Creation of Markets and Facilitation of Access to Markets
Appropriate economic incentives are important for livestock genetic improvement. Breeding programs should be market-oriented and the government should provide the right incentives. Several countries have made efforts on the extension of market access as well as to encourage foreign trade. For example, the Ethiopian government has completely strategized to encourage foreign trade for sheep and goat products which has led to the creation of employment opportunities for its citizens (Nwogwugwu et al., 2018) or the emergence of livestock feed market in Ghana (Konlan et al., 2018).
Education and Training, and Information Sharing
Education and training, and information sharing are vital aspects in sustainable livestock improvement breeding. The training curriculum in higher institutions should be adapted to fully address the needs of the various production systems. Formal training of students and informal training of the producers is vital. Greater cooperation between universities, research organizations (international, national, and regional), producer groups, non-governmental organizations and governments will ensure the flow and sharing of information and knowledge (Figure 2). The International Livestock Research Institute (ILRI) in Kenya has and continues to train students, research professionals and farm groups in various aspects of livestock breeding and production and molecular biology/genomics techniques. ILRI’s work in consultation with and tailored to meet the needs of farm families has resulted to initiatives like the Dairy Genetics East Africa project (DGEA), African Dairy Genetic Gains (ADGG), etc3. These programs were tailored to increase farmer productivity and profitability through the use of cross-bred animal types supported by extension and training systems tailored to their needs. The influence of ILRI amidst other successes led to rapid increase in cow milk production between 2011 and 2012 in the East African region (Figure 1). A national milk recording scheme has been instituted and supported by the government of Kenya4. The challenges faced by the program include limited number of breed inspectors, unawareness by many farmers of the importance of livestock registration, delay in issuance of livestock certificates and poor record keeping by farmers. Some of the suggested solutions include: training of more livestock inspectors by breed societies in conjunction with government, create farmer awareness using sensitization campaigns through mass media, exhibitions, shows, field days and direct consultations with interested farm groups, decentralization of services and investment in manpower and infrastructure. National animal production research institutes and universities in the various countries can emulate some of the practices of ILRI given that farmer’s participation in the development of projects tailored to their needs is a vital aspect in the successes of such programs.

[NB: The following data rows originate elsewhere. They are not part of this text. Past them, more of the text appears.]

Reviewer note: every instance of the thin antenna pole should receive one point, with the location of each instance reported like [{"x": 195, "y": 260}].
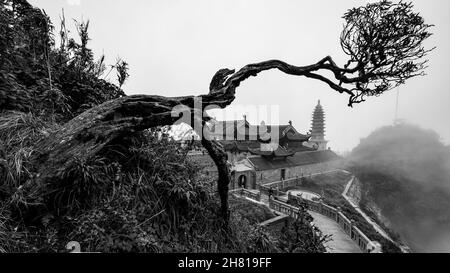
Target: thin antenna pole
[{"x": 396, "y": 105}]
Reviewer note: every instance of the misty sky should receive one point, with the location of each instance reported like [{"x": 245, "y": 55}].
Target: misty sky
[{"x": 175, "y": 47}]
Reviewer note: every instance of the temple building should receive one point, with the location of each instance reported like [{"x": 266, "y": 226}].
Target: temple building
[{"x": 260, "y": 154}]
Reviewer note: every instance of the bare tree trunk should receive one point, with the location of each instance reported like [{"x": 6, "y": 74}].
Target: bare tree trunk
[{"x": 92, "y": 131}]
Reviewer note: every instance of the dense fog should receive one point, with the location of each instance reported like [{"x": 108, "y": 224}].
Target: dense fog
[{"x": 405, "y": 170}]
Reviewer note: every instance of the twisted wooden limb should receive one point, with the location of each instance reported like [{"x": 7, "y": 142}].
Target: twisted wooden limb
[{"x": 89, "y": 133}]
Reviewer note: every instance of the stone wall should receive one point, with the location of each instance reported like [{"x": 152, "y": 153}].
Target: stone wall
[{"x": 268, "y": 176}]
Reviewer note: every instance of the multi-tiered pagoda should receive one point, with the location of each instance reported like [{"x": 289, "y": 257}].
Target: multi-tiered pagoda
[{"x": 317, "y": 139}]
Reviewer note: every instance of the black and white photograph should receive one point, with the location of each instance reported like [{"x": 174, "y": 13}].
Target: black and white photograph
[{"x": 246, "y": 127}]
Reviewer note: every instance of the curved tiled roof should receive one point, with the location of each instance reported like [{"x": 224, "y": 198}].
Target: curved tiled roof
[{"x": 298, "y": 159}]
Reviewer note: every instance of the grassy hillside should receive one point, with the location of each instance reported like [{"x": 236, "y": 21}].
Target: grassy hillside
[{"x": 140, "y": 194}]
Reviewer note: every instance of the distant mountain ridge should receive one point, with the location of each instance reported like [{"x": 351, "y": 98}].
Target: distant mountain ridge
[{"x": 405, "y": 171}]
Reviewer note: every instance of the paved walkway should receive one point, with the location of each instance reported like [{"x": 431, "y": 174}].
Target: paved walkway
[{"x": 340, "y": 242}]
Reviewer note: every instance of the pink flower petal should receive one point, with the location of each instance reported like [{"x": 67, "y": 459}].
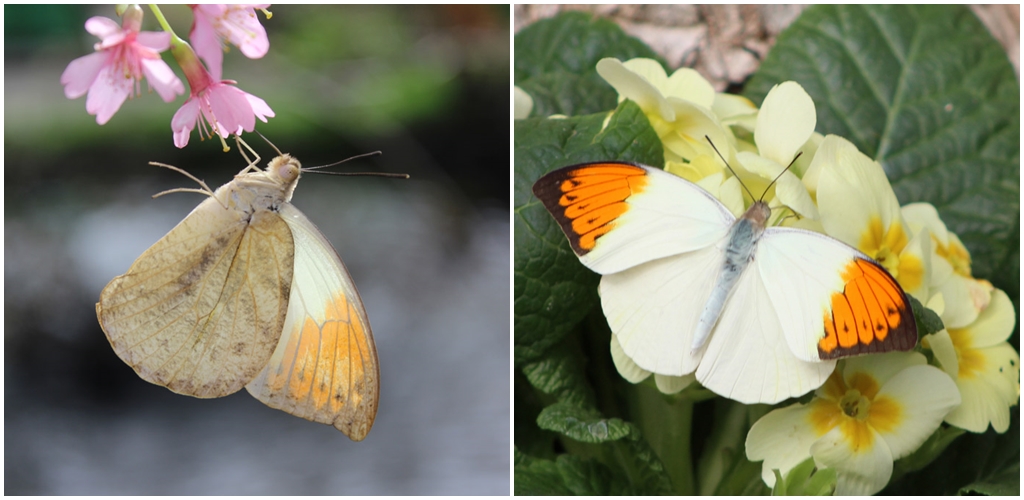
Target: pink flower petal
[
  {"x": 230, "y": 108},
  {"x": 108, "y": 93},
  {"x": 183, "y": 121},
  {"x": 80, "y": 74},
  {"x": 260, "y": 109},
  {"x": 247, "y": 33},
  {"x": 162, "y": 79}
]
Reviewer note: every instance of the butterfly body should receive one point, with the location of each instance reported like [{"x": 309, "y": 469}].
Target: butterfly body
[{"x": 246, "y": 292}]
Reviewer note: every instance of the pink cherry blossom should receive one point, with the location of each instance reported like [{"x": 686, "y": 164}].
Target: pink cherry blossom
[
  {"x": 221, "y": 109},
  {"x": 238, "y": 25},
  {"x": 115, "y": 71}
]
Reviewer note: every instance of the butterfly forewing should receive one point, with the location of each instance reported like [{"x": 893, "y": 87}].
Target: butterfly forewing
[{"x": 325, "y": 368}]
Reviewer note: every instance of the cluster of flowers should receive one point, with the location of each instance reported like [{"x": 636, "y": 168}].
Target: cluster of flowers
[
  {"x": 873, "y": 409},
  {"x": 125, "y": 54}
]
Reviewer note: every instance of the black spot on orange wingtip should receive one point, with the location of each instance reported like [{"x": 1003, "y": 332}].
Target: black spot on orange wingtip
[
  {"x": 551, "y": 190},
  {"x": 902, "y": 337}
]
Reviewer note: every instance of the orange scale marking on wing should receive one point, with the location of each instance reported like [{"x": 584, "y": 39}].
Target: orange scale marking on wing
[
  {"x": 870, "y": 315},
  {"x": 587, "y": 200}
]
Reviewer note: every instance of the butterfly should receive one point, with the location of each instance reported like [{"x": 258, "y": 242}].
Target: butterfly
[
  {"x": 759, "y": 314},
  {"x": 247, "y": 292}
]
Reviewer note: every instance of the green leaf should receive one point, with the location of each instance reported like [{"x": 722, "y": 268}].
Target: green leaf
[
  {"x": 928, "y": 321},
  {"x": 560, "y": 373},
  {"x": 1004, "y": 484},
  {"x": 929, "y": 93},
  {"x": 582, "y": 424},
  {"x": 556, "y": 60},
  {"x": 631, "y": 467},
  {"x": 539, "y": 477},
  {"x": 552, "y": 290},
  {"x": 805, "y": 480}
]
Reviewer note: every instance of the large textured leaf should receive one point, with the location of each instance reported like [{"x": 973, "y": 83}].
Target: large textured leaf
[
  {"x": 637, "y": 469},
  {"x": 553, "y": 291},
  {"x": 556, "y": 60},
  {"x": 928, "y": 92}
]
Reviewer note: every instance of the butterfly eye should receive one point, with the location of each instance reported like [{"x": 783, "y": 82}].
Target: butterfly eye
[{"x": 285, "y": 168}]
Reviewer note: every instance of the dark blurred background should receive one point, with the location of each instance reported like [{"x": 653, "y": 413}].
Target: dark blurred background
[{"x": 426, "y": 85}]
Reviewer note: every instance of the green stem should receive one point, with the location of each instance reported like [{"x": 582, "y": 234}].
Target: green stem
[
  {"x": 667, "y": 422},
  {"x": 163, "y": 22}
]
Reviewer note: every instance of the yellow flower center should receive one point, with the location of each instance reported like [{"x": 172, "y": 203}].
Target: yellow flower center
[
  {"x": 886, "y": 246},
  {"x": 971, "y": 360},
  {"x": 855, "y": 407}
]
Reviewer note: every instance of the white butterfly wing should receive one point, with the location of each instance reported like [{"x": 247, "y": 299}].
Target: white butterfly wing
[
  {"x": 653, "y": 308},
  {"x": 747, "y": 358},
  {"x": 201, "y": 310},
  {"x": 617, "y": 215},
  {"x": 325, "y": 368},
  {"x": 833, "y": 300}
]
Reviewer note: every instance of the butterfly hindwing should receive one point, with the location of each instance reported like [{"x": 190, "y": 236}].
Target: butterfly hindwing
[
  {"x": 834, "y": 300},
  {"x": 202, "y": 309}
]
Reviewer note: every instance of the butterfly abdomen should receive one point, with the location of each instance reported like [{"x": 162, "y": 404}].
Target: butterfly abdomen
[{"x": 742, "y": 242}]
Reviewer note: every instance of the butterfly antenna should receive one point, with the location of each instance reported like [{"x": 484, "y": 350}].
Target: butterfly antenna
[
  {"x": 268, "y": 141},
  {"x": 730, "y": 168},
  {"x": 783, "y": 170},
  {"x": 372, "y": 174}
]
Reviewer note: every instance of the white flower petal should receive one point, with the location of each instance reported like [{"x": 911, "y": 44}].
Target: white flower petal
[
  {"x": 784, "y": 122},
  {"x": 918, "y": 249},
  {"x": 945, "y": 353},
  {"x": 924, "y": 394},
  {"x": 691, "y": 129},
  {"x": 782, "y": 439},
  {"x": 882, "y": 367},
  {"x": 671, "y": 384},
  {"x": 995, "y": 323},
  {"x": 985, "y": 401},
  {"x": 788, "y": 190},
  {"x": 960, "y": 310},
  {"x": 735, "y": 110},
  {"x": 523, "y": 103},
  {"x": 863, "y": 472},
  {"x": 687, "y": 84},
  {"x": 634, "y": 87}
]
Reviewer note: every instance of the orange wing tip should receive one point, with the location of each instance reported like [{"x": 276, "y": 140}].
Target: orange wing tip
[
  {"x": 870, "y": 315},
  {"x": 586, "y": 200}
]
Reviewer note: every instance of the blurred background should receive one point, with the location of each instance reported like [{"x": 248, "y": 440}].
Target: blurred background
[{"x": 426, "y": 85}]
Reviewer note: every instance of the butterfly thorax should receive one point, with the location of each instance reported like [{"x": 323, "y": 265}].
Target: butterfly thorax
[
  {"x": 740, "y": 246},
  {"x": 262, "y": 190}
]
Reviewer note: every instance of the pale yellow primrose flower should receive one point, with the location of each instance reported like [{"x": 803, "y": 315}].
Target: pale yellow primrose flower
[
  {"x": 984, "y": 366},
  {"x": 872, "y": 410},
  {"x": 522, "y": 103},
  {"x": 784, "y": 124},
  {"x": 858, "y": 207},
  {"x": 678, "y": 107},
  {"x": 964, "y": 296}
]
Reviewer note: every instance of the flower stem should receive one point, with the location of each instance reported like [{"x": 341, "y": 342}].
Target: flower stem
[{"x": 163, "y": 22}]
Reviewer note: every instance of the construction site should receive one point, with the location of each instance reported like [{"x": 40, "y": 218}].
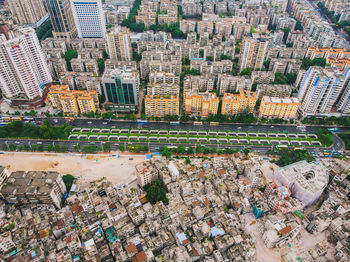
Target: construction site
[{"x": 115, "y": 168}]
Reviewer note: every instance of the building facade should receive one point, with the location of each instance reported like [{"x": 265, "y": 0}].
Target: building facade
[
  {"x": 121, "y": 88},
  {"x": 61, "y": 17},
  {"x": 119, "y": 44},
  {"x": 73, "y": 101},
  {"x": 28, "y": 11},
  {"x": 89, "y": 18},
  {"x": 320, "y": 89},
  {"x": 274, "y": 107},
  {"x": 253, "y": 53},
  {"x": 23, "y": 68},
  {"x": 160, "y": 106},
  {"x": 200, "y": 104},
  {"x": 233, "y": 104}
]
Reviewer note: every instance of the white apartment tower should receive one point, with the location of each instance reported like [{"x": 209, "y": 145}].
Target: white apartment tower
[
  {"x": 27, "y": 11},
  {"x": 119, "y": 44},
  {"x": 343, "y": 105},
  {"x": 89, "y": 18},
  {"x": 23, "y": 67},
  {"x": 253, "y": 52},
  {"x": 320, "y": 89}
]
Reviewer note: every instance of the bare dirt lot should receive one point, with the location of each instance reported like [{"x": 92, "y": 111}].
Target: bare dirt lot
[{"x": 87, "y": 167}]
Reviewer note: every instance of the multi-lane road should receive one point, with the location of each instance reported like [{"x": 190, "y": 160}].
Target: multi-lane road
[
  {"x": 338, "y": 145},
  {"x": 100, "y": 123}
]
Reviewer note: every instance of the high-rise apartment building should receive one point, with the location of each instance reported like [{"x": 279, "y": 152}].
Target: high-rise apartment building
[
  {"x": 89, "y": 18},
  {"x": 200, "y": 104},
  {"x": 23, "y": 67},
  {"x": 233, "y": 104},
  {"x": 119, "y": 44},
  {"x": 27, "y": 11},
  {"x": 253, "y": 53},
  {"x": 61, "y": 17},
  {"x": 160, "y": 106},
  {"x": 121, "y": 88},
  {"x": 343, "y": 105},
  {"x": 320, "y": 89},
  {"x": 73, "y": 101},
  {"x": 279, "y": 107}
]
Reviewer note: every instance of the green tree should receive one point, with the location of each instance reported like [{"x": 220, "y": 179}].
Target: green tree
[
  {"x": 107, "y": 147},
  {"x": 5, "y": 147},
  {"x": 325, "y": 137},
  {"x": 64, "y": 149},
  {"x": 137, "y": 148},
  {"x": 246, "y": 72},
  {"x": 101, "y": 65},
  {"x": 105, "y": 55},
  {"x": 68, "y": 56},
  {"x": 206, "y": 150},
  {"x": 267, "y": 64},
  {"x": 165, "y": 152},
  {"x": 181, "y": 150},
  {"x": 44, "y": 30},
  {"x": 299, "y": 26},
  {"x": 190, "y": 150},
  {"x": 49, "y": 148},
  {"x": 77, "y": 148},
  {"x": 57, "y": 148},
  {"x": 41, "y": 148},
  {"x": 199, "y": 150},
  {"x": 288, "y": 156},
  {"x": 210, "y": 58},
  {"x": 246, "y": 151},
  {"x": 68, "y": 180},
  {"x": 280, "y": 79}
]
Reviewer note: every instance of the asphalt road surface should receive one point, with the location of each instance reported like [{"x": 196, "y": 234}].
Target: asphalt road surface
[
  {"x": 261, "y": 150},
  {"x": 100, "y": 123}
]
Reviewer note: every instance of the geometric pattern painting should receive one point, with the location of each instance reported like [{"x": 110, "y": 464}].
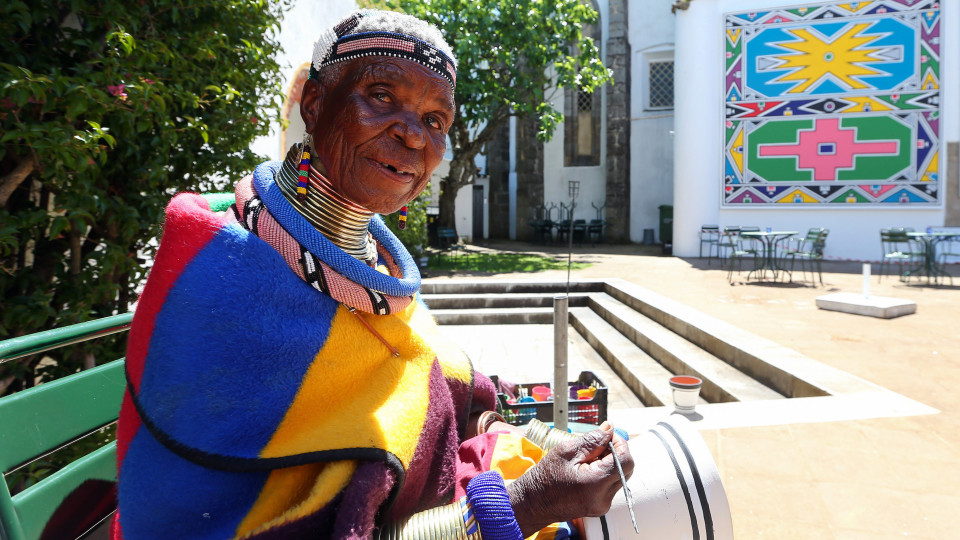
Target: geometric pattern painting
[{"x": 833, "y": 104}]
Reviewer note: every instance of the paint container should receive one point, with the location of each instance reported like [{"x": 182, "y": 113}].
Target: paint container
[
  {"x": 541, "y": 393},
  {"x": 676, "y": 489},
  {"x": 686, "y": 392}
]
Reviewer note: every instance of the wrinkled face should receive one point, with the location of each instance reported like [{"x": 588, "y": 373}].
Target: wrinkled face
[{"x": 379, "y": 129}]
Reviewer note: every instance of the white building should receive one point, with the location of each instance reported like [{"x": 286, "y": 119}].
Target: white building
[{"x": 842, "y": 115}]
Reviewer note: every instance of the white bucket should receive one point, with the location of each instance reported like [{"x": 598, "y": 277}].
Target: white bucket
[{"x": 676, "y": 487}]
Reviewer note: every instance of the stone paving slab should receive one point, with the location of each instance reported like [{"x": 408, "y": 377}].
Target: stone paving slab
[{"x": 871, "y": 478}]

Regional and continent wide sharing of information is vital for the sustainability of the livestock sector. The Forum for Agricultural Research in Africa5,6 , a technical arm of the African union, coordinates and advocates for agricultural research-for-development in the continent. Regular meetings of stake holders (professionals, farmers, students, and industry) interested in the act of animal production in forums like the All African Conference on Animal Agriculture, country and regional conferences on animal production all serve vital roles in the flow of information and technology advancements. However, producer focused meetings that provide informal training to farmers are generally lacking.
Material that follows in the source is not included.